I couldn’t steal—er, appropriate—a single sample. So we did little more than
take note at the time. Then John Rose, who is the current master of the
fates of Barney and Snuffy, heard about my frustration and arranged with King
for me to post the entire two-and-a-half-week festivity. Which we’ll do in a
trice.
So
rare is the occasion that only one other comic strip can match Barney
Google’s record: Gasoline Alley passed its century mark just a short
year ago. We applauded the current Gas Alley mechanic, Jim
Scancarelli, in his memorializing jubilee, which he began in the summer of
2018 when Walt Wallet visits the Old Comic Characters Retirement Home for a
birthday party. The party lasted until the actual birthday on November 24.
Scancarelli
arranges for Barney and Snuffy to show up to help with the excitements: they
remind the assembled multitude that their 100th anniversary is just
a year in the future. And then Snuffy starts throwing custard pies, and the
jubilee descends into a brief melee, custard pie throwing being the classic
feature of slapstick comedy on every stage where it is conducted.

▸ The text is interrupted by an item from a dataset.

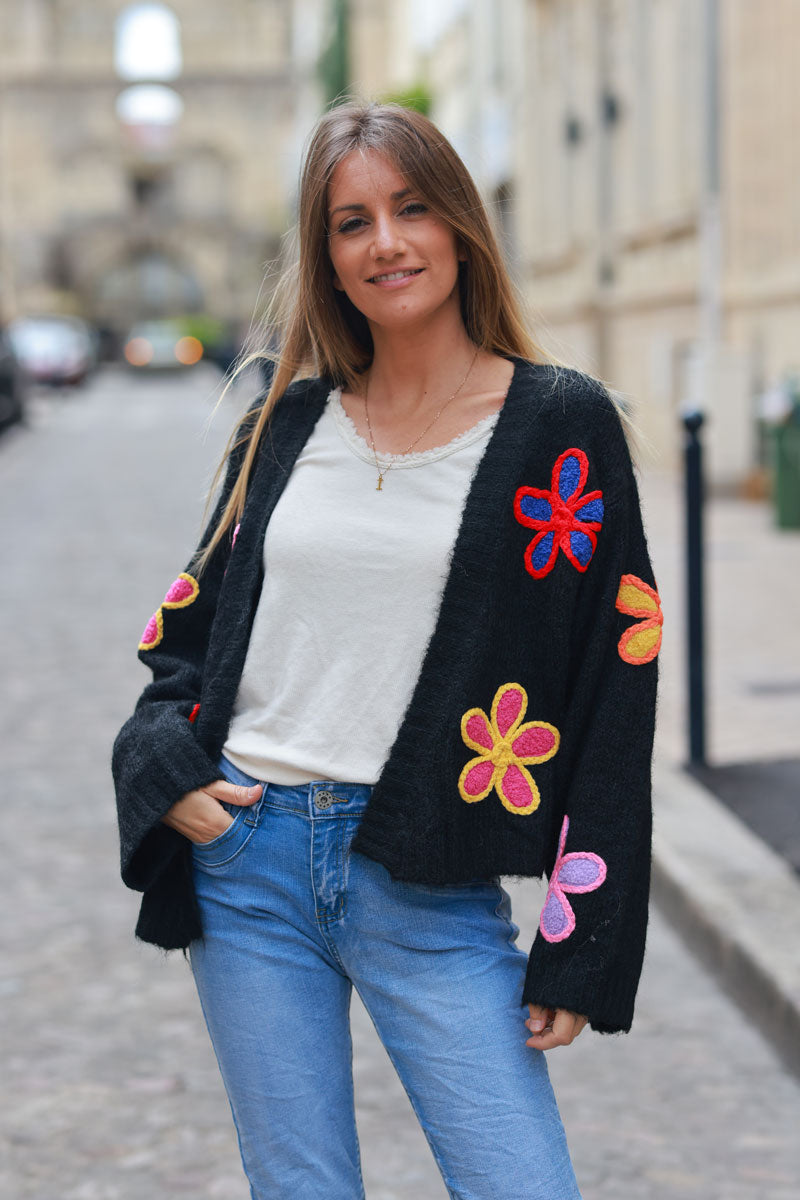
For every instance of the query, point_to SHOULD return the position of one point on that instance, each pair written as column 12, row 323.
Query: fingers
column 553, row 1027
column 233, row 793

You can re-visit these events at
Opus 387, where we’ve posted a generous sampling of Scancarelli’s antics.
For
the history of Gasoline Alley, however, visit Harv’s Hindsight for
November 2008. Scancarelli has now been doing the strip for 33 years,
surpassing the 30-year mark left by his predecessor, Dick Moores, who
inherited the strip from Frank King, its originator, who ran the Alley for 51 years (or 42 years, if you discount the years Moores was doing the strip
over King’s signature).
The
full, exhaustive history of Barney Google is unveiled at Harv’s
Hindsight for December 2009. We’ll hit the high spots here by way of
jogging your memory before we join the anniversary party.
Originated
by cartoonist Billy DeBeck on June 17, 1919, the strip was called Take
Barney Google, For Instance at first, briefly, before skimming off just the
essential Barney Google alone. Then on July 17, 1922, the eponymous
Barney acquires a race horse named Spark Plug, and the sad-faced nag, most of
whose anatomy is hidden underneath a moth-eaten shroud-like horse blanket,
became, as Brian Walker once put it, the Snoopy of the Roaring Twenties.

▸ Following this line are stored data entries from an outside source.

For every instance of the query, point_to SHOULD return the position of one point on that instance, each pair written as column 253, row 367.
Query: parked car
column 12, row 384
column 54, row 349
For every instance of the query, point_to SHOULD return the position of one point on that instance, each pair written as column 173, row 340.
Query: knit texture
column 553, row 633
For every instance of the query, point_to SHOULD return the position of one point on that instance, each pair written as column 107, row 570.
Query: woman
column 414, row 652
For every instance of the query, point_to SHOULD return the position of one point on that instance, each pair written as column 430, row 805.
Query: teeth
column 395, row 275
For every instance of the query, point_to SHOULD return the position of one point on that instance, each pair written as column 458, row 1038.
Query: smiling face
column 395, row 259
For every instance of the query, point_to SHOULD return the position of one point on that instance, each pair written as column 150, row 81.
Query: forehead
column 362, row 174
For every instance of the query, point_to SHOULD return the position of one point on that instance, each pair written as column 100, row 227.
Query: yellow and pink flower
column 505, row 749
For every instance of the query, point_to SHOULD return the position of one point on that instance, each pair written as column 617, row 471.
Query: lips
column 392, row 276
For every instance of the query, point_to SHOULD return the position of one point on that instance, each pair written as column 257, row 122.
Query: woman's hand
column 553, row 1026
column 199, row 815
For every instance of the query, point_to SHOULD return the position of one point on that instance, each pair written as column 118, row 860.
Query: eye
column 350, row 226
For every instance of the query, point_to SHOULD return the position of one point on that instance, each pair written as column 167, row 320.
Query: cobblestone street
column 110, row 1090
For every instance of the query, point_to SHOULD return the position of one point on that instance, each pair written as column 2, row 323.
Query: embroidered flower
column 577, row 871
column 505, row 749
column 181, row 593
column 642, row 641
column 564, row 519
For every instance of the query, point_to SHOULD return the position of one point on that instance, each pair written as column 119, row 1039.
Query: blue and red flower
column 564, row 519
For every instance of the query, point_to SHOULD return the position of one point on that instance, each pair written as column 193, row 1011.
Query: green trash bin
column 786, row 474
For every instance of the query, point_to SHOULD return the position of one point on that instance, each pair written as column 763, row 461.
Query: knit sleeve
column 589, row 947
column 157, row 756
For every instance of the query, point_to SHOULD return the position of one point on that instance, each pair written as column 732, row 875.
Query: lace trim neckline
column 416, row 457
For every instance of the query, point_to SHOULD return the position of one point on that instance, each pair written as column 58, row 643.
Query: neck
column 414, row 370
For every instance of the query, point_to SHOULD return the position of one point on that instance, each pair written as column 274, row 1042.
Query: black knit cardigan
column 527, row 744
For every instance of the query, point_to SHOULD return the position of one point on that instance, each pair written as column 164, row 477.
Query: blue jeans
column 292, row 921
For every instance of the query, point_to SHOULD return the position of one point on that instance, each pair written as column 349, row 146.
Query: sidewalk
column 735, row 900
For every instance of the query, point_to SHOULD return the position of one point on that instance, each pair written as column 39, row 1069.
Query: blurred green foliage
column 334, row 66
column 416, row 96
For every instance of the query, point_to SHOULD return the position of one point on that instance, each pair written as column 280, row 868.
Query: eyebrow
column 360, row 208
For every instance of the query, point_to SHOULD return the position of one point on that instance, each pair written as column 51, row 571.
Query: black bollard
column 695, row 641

Strange as it seems, Spark Plug actually won some of his races—and kept us all
in suspense for weeks before every one of them.
Then
in the fall of 1934, Barney inherits property in the mountains of North
Carolina, and when he goes there to inspect the inheritance, he encounters a
cantankerous hillbilly named Snuffy Smith and his wife Loweezy and an ensemble
of picturesque characters with chin whiskers and big floppy-brimmed hats. After
that, most of DeBeck’s stories were set in an imaginary Appalachian community
called Hootin’ Holler. And by the end of the decade, the strip was entitled Barney
Google and Snuffy Smith, a title that has endured until this very day.
DeBeck
died in November 1942, and the strip fell happily into the hands of a Southern
hayseed personality, Fred Lasswell, who had been assisting DeBeck since
about 1934. Lasswell (known as “Uncle Fred” to legions of cartoonists)
continued for almost 60 years, a record matched only by Jim Russell, an
Australian cartoonist who, at the time of Lasswell’s death, had been producing The
Potts for 62 years. Here’s a sample of Lasswell’s work from 1969.
When
Lasswell died March 4, 2001, the strip was taken on by John Rose, an editorial
cartoonist who had been assisting since 1998, inking Lasswell’s penciled
pictures.
Lasswell
had concentrated on Snuffy Smith, leaving Barney Google alone for long periods
(bringing him back into the strip only rarely “for the old folks,” he said),
but Rose began to bring Barney on stage about once a year.
And for the 100th anniversary sequence, Barney is the star
for the entire 2 ½ week run, as you can see from the ensuing strips, the whole
magilla, in which Barney encounters, via Rose’s delicious deployment (and at
least one really good bad pun), what might well be the entire roster of King
Features characters.
And
with that, we’ll leave the celebration where we found it, having enjoyed every
panel of Rose’s artful assembling of King Features personnel to join in the
fun. How many can you name? Go back and look.